Research in artificial intelligence particularly contributes on how techniques from computational logic, machine learning and multi-agent systems, can be employed in order to computationally model, to some improved extent, moral decision-making. In the present chapter we survey problems in machine ethics that have been examined and techniques used in dealing with such problems. Various techniques have been exploited including machine learning, e.g., case-based reasoning, artificial neural networks; and logic-based formalisms, e.g., deontic logic and non-monotonic logics. Our research, in particular, has been focusing on logic programming techniques and their appropriateness to model some morality aspects, namely moral permissibility, its justification, and the dual-process of moral judgments. We argue that the main characteristics of these aspects can be captured by the available ingredients and formalisms based on logic programming. These include, among others, abduction (with integrity constraints), updating, preferences, argumentation, and counterfactual. These ingredients are framed together in an agent life cycle architecture, which allows an agent to make a moral decision by means of abduction (either reactively or deliberatively—the dual-process), respecting its integrity constraints in order to rule out a priori impermissible actions, weighing and preferring decisions after inspecting their consequences, providing arguments to justify moral decisions made, and updating itself either by the changes due to its decisions or by other ethical principles being told or learned. We also touch upon uncertainty and counterfactual reasoning in moral decision-making, and how they fit in our logic programming based agent architecture.
The agent life cycle architecture concerns itself only in realm of the individual, where computation is vehicle for modeling the dynamics of knowledge and moral cognition of an agent.
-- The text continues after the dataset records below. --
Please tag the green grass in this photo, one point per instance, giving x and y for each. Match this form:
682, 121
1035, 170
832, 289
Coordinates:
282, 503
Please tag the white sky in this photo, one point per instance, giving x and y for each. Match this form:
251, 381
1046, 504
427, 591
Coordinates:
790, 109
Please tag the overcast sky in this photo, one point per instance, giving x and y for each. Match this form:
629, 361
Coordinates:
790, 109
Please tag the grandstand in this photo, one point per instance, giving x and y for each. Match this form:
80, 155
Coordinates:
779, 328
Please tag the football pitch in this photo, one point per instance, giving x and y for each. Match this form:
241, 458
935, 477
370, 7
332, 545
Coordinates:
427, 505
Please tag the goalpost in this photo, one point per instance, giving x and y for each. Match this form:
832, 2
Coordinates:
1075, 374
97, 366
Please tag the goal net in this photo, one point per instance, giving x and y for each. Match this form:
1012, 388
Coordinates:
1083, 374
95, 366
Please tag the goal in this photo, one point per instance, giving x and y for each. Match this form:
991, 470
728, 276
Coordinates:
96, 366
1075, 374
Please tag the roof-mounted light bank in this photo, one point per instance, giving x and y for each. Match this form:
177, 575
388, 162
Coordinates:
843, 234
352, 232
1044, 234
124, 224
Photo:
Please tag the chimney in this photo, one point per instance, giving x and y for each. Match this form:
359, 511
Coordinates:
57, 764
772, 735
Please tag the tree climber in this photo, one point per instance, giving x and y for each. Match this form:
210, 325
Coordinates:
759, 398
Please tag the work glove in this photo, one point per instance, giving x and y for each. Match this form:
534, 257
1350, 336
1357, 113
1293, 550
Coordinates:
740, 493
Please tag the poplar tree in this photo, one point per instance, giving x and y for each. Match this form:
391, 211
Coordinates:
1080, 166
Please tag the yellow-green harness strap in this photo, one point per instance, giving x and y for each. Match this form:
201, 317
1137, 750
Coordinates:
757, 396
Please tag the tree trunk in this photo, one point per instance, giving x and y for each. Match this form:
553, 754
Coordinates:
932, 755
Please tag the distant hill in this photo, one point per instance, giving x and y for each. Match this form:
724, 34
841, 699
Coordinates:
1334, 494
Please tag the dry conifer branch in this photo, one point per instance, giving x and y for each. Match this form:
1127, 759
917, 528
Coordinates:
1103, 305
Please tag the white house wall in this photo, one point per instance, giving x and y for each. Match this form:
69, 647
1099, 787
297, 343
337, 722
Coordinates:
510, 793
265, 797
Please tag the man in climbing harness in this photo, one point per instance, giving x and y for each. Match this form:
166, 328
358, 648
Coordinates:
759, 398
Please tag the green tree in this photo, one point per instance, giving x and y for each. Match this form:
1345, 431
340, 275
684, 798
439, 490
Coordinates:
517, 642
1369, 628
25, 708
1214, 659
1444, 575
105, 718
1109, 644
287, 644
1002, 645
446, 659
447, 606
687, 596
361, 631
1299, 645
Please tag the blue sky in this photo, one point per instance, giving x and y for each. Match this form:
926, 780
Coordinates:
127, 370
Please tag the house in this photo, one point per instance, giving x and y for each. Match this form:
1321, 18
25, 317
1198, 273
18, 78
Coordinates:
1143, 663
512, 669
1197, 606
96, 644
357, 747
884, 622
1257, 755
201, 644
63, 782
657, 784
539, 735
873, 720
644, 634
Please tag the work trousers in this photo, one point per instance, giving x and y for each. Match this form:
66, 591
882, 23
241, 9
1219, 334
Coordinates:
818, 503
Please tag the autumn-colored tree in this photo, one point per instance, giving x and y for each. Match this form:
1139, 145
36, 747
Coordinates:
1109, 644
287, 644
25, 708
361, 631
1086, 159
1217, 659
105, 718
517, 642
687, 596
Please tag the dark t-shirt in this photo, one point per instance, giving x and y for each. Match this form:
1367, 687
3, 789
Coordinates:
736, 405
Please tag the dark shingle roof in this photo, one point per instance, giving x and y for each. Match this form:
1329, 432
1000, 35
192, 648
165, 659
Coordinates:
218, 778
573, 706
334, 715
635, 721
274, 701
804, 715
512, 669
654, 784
In the collective realm, norms and moral emergence has been studied computationally, using the techniques of Evolutionary Game Theory, in populations of rather simple-minded agents. That is, these agents are not equipped with any cognitive capability, and thus simply act from a predetermined set of actions. Our research has shown that the introduction of cognitive capabilities, such as intention recognition, commitment, and apology, separately and jointly, reinforce the emergence of cooperation in the population, comparatively to the absence of such cognitive abilities. We discuss how modeling moral cognition in individuals (using the aforementioned ingredients of logic programming) within a networked population shall allow them to fine tune game strategies, and in turn may lead to the evolution of high levels of cooperation. Moreover, modeling such capabilities in individuals within a population may help us understand the emergent behavior of ethical agents in groups, in order to implement them not just in a simulation, but also in the real world of future robots and their swarms.
This chapter hence contemplates two distinct realms of machine ethics, to wit, the individual and collective, and identified needed bridges concerning their connection. In studies of human morality, these distinct interconnected realms are evinced too: one stressing above all individual cognition, deliberation, and behavior; the other stressing collective morals, and how they emerged. Of course, the two realms are necessarily intertwined, for cognizant individuals form the populations, and the twain evolved jointly to cohere into collective norms, and into individual interaction.
Presently, machine ethics is becoming an ever more pressing concern, as machines become ever more sophisticated, autonomous, and act in groups, among populations of other machines and of humans. Ethics and jurisprudence, and hence legislation, are however lagging much behind in adumbrating the new ethical issues arising from these circumstances.